- "You were a great Jedi, Hett, and the son of a great Jedi. But you have given yourself over to revenge. It stops here."
- ―Obi-Wan Kenobi, speaking to A'Sharad Hett
A duel occurred on the planet Tatooine in the year 17 BBY between two Jedi who had escaped the Jedi Order's extinction in Order 66—A'Sharad Hett and Obi-Wan Kenobi. In the aftermath of Order 66, Hett returned to his homeworld of Tatooine and became warlord of a number of Tusken Raider clans, as his father had done decades before. Leading the Tuskens in an aggressive campaign against the settlers of Tatooine, Hett and his war band eventually came across the Lars homestead on the outskirts of the Jundland Wastes. Little did he know, however, that the Lars moisture farm was under the covert protection of Jedi Master Kenobi, who had also survived Palpatine's Order 66. After a brief discussion between the two Jedi, during which Hett refused to put an end to his campaign of aggression, Kenobi and Hett found themselves involved in a fierce duel. Despite Hett's skill with wielding two lightsabers, Kenobi was able to defeat the fallen Jedi. Kenobi then made Hett swear on his father's honor not to return to Tatooine again, thus ensuring the continued protection of the Lars Homestead. Hett complied with Kenobi's demands, and agreed to never return to the backwater desert world.
- "I reached out through the Force, but could not sense any other Jedi. A light had gone out in the galaxy and I was alone. The 'Jedi Purge', as it was became known, was extraordinarily effective."
- ―Darth Krayt, retelling his survival of Order 66
In the final moments of the Clone Wars, Palpatine issued a top-secret command, better known as Order 66, to a number of clone commanders. The order commanded the clones to assassinate their Jedi commanders, and the Jedi Order was virtually annihilated as a result—the Great Jedi Purge had begun. Meanwhile, A'Sharad Hett, a Tusken Jedi, had been on a scouting mission near enemy lines, away from his clone troopers, when the order was given. After witnessing the deaths of numerous Jedi comrades, Hett made his way back to his clones and killed those assigned to execute him. After killing most of the clones, he kept one trooper alive just long enough to learn what had transpired, and why the clones had turned on the Jedi. Following his survival of Order 66, Hett fled the field of battle and attempted to reach out to other Jedi through the Force. However, he was unable to sense any other Jedi and, fearing the worst, set out to plan his own private war against the forces of Palpatine.

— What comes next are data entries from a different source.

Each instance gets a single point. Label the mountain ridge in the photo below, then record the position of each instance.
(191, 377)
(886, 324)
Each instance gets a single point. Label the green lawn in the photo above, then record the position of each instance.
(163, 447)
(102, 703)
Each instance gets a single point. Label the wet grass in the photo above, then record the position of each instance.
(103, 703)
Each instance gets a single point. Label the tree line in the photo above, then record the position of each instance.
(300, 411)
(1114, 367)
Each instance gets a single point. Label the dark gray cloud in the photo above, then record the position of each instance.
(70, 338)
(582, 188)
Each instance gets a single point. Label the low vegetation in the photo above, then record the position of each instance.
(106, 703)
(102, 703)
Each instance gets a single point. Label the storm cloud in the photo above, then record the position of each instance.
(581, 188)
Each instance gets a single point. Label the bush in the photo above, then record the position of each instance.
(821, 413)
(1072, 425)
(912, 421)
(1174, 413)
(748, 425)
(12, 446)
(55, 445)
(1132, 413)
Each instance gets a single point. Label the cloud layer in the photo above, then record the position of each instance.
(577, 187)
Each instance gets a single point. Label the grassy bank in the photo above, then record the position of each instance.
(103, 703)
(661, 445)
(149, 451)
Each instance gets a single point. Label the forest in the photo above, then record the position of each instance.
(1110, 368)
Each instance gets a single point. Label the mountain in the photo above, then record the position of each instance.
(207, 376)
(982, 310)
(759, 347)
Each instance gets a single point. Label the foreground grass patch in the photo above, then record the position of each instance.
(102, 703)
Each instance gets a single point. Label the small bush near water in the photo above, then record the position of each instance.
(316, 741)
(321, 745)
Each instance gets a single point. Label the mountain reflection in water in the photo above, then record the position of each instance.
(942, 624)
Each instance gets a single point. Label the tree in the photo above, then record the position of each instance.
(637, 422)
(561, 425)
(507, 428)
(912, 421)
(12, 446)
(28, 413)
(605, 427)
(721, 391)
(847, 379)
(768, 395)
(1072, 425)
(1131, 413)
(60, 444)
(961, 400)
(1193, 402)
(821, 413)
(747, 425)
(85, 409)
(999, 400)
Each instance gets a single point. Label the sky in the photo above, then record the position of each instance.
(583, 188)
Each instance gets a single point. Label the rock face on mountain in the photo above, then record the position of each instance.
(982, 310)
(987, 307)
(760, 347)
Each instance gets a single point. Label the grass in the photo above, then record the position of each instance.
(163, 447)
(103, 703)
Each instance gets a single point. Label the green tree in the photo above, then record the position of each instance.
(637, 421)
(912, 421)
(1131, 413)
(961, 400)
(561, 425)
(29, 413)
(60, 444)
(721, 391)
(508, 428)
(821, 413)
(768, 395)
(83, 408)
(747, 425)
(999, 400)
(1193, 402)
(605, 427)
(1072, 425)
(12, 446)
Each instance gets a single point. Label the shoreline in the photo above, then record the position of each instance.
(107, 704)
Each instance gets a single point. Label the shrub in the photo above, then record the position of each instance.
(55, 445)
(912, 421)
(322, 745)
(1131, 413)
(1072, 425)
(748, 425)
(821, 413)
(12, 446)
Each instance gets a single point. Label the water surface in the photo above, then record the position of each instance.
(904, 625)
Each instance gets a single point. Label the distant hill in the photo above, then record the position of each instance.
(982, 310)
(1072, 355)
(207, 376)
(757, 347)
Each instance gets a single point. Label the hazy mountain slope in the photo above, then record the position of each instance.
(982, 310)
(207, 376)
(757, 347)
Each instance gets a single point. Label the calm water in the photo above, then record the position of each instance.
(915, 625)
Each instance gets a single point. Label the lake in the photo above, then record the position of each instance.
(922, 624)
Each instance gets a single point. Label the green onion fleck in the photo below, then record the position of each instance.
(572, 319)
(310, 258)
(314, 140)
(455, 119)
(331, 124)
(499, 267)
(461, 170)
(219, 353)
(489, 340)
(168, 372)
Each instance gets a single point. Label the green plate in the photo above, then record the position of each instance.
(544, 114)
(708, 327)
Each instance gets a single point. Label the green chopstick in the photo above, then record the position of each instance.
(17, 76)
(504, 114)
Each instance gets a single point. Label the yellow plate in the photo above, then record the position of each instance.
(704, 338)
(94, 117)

Believing himself to be the only Jedi to have survived Order 66, Hett made his way back to his birth world of Tatooine, and once again donned the wrappings of a Tusken Raider. Just as his father had done before him, A'Sharad Hett united several Tusken clans and proclaimed himself their warlord. In response to the age-old war against the Tusken people by the settlers of Tatooine, Hett led his new war bands in retaliation against the Human settlements that had encroached on Tusken land. Honed through years of fighting in the Clone Wars, Hett's leadership and skills as a warrior did much to gain back Tusken land that had been lost since the death of his father. Under the leadership of A'Sharad Hett, the Tusken Raiders again became a feared fighting unit, taking by force the land that they believed was theirs by right.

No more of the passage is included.